The novella is essentially a character study of Rachel, a typical Brookner heroine.She is solitary and somewhat spiky, with the reader sensing more loneliness that she admits to.
She inherits her financial advisor Oscar from her deceased parents. When Oscar retires after winning a lot of money on the pools, Rachel visits him at home rather than his office.
“All the rooms seemed to repel both light and weather; they were designed to keep one’s thoughts indoors, resigned and melancholy.
[…]
I found it all very cosy. Although their life seemed to depress Oscar and his wife, both of whom had a vaguely disappointed air, I could see myself transformed into just such a virtuous member of just such a successful but melancholy family.”
Rachel starts attending Oscar and his wife Dorrie’s home regularly for dinner, and meets their daughter Heather, who it is clear the family are keen to see married and settled. (There was something oddly old-fashioned about A Friend from England, so much so that I went back to the beginning to double-check I hadn’t missed something about it being set in the early 1960s.)
No-one does a bitchy character summation like Brookner, and here is Rachel’s assessment of Heather:
“I could feel the force of her passive temperament, and I say temperament rather than personality, for there was little personality in evidence.”
Ouch!
Oscar and Dorrie seem keen for the two women to become friends, and Heather regularly drives Rachel home, but remains unknowable. This doesn’t particularly bother Rachel:
“I felt a genuine love for Heather’s parents, while feeling rather little for Heather herself. When I say rather little, I mean that I felt a full complement of boredom, irritation, tolerance, and reluctant affection for her.”

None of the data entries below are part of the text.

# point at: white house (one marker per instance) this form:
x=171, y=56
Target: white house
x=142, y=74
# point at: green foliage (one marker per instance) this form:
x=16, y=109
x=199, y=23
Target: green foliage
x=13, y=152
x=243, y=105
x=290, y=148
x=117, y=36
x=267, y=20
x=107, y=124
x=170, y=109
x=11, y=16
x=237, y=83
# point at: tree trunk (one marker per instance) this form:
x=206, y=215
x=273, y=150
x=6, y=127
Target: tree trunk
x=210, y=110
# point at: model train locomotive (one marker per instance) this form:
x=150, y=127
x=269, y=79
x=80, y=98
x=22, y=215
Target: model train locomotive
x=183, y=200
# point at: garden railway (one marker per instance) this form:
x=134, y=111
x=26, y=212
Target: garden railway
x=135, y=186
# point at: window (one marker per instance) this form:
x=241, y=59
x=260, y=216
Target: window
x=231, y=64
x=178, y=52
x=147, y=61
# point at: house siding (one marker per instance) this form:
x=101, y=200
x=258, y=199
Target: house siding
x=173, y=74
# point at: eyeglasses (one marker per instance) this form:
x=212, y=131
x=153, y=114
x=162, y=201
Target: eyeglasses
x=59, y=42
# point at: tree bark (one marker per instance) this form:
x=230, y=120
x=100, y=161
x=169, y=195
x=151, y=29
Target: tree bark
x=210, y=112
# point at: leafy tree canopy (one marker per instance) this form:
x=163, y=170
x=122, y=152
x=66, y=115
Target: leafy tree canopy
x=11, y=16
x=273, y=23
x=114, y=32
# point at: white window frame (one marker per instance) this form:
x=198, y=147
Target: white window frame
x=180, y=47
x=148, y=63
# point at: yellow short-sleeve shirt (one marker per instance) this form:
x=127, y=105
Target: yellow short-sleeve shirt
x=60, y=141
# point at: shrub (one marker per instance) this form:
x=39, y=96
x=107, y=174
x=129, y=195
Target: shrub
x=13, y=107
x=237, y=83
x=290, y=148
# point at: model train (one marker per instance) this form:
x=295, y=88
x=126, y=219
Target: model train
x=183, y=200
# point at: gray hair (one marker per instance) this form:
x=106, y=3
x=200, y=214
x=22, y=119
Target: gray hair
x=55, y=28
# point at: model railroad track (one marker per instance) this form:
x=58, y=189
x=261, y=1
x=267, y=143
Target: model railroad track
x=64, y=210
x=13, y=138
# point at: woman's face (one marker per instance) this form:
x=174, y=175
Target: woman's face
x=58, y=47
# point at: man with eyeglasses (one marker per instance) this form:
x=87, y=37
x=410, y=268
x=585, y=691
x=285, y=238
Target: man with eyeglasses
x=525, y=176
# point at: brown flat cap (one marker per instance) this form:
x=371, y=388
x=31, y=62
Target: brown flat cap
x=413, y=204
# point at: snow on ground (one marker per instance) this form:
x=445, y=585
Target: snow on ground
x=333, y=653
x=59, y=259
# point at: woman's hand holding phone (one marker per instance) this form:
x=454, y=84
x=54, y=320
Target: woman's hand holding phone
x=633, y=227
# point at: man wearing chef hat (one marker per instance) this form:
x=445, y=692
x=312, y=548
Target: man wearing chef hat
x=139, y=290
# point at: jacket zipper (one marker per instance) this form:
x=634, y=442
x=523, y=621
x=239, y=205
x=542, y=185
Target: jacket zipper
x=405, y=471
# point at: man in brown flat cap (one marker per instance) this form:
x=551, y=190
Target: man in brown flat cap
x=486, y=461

However, then Heather does what everyone expects, and gets engaged. Rachel is unsure of her choice:
“My first impression of Michael Sandberg was that he was blessed with, or consumed by, radiant high spirits. My second impression was that a man of such obvious and exemplary charm must be a liar.
[…]
Michael had a sort of sunniness about him which seemed to preclude any baffling depths of character: I thought that was probably just as well, for Heather, despite her shrewdness, seemed to have very little curiosity and might not have much patience with a difficult or troublesome man.”
The “shrewdness” which Rachel frequently attributes to Heather is a masterstroke by Brookner. As readers we never see any evidence of such a trait. No-one else observes Heather as being shrewd. We are more aware than Rachel that she has proclaimed this motivation to Heather’s behaviour because it makes sense to her. This misjudgement has a significant fallout later.
“I felt a spasm of distaste for her and for all those women like her, women who work for fun and marry for status, and still demand compensation. The only excuse for such women is incurable frivolity. And Heather was not even frivolous.”
[Slight spoilers ahead]
Heather’s marriage does fall apart (again, for a reason I found somewhat out of keeping with its late 1980s setting, unless the reason we’re shown is supposed to be a signifier of a deeper incompatibility.) But it is Rachel who begins to unravel. She has been insistent all along that her solitary life suits her, but this seems grounded in pain and avoidance rather than a life choice which makes her happy and fulfilled.
“The process of thinking does not become me. I feel my face growing longer, my eyes sinking deeper. Thinking, for me, is accompanied by a wave of sadness. Therefore I try to avoid introspection. I long ago decided to live my life on the surface, avoiding entanglements, confrontations, situations that cannot be quickly resolved, friendships that lead to passion.”
When Heather’s subsequent decisions do not fit with Rachel’s judgements of who she is or what she should do, we witness Rachel behaving more and more extremely, despite her distaste for drama. This observant, clever, discerning woman has completely failed to recognise that others could have considered and reached different values and different aspirations from her. The destabilisation which occurs suggests that Rachel wasn’t as secure in her life choices as she liked to believe.
A Friend from England is such a cleverly paced novel. The acerbic, domestic everyday gradually becomes something much darker and more devastating, with all the fault lines set up to fracture from the very beginning.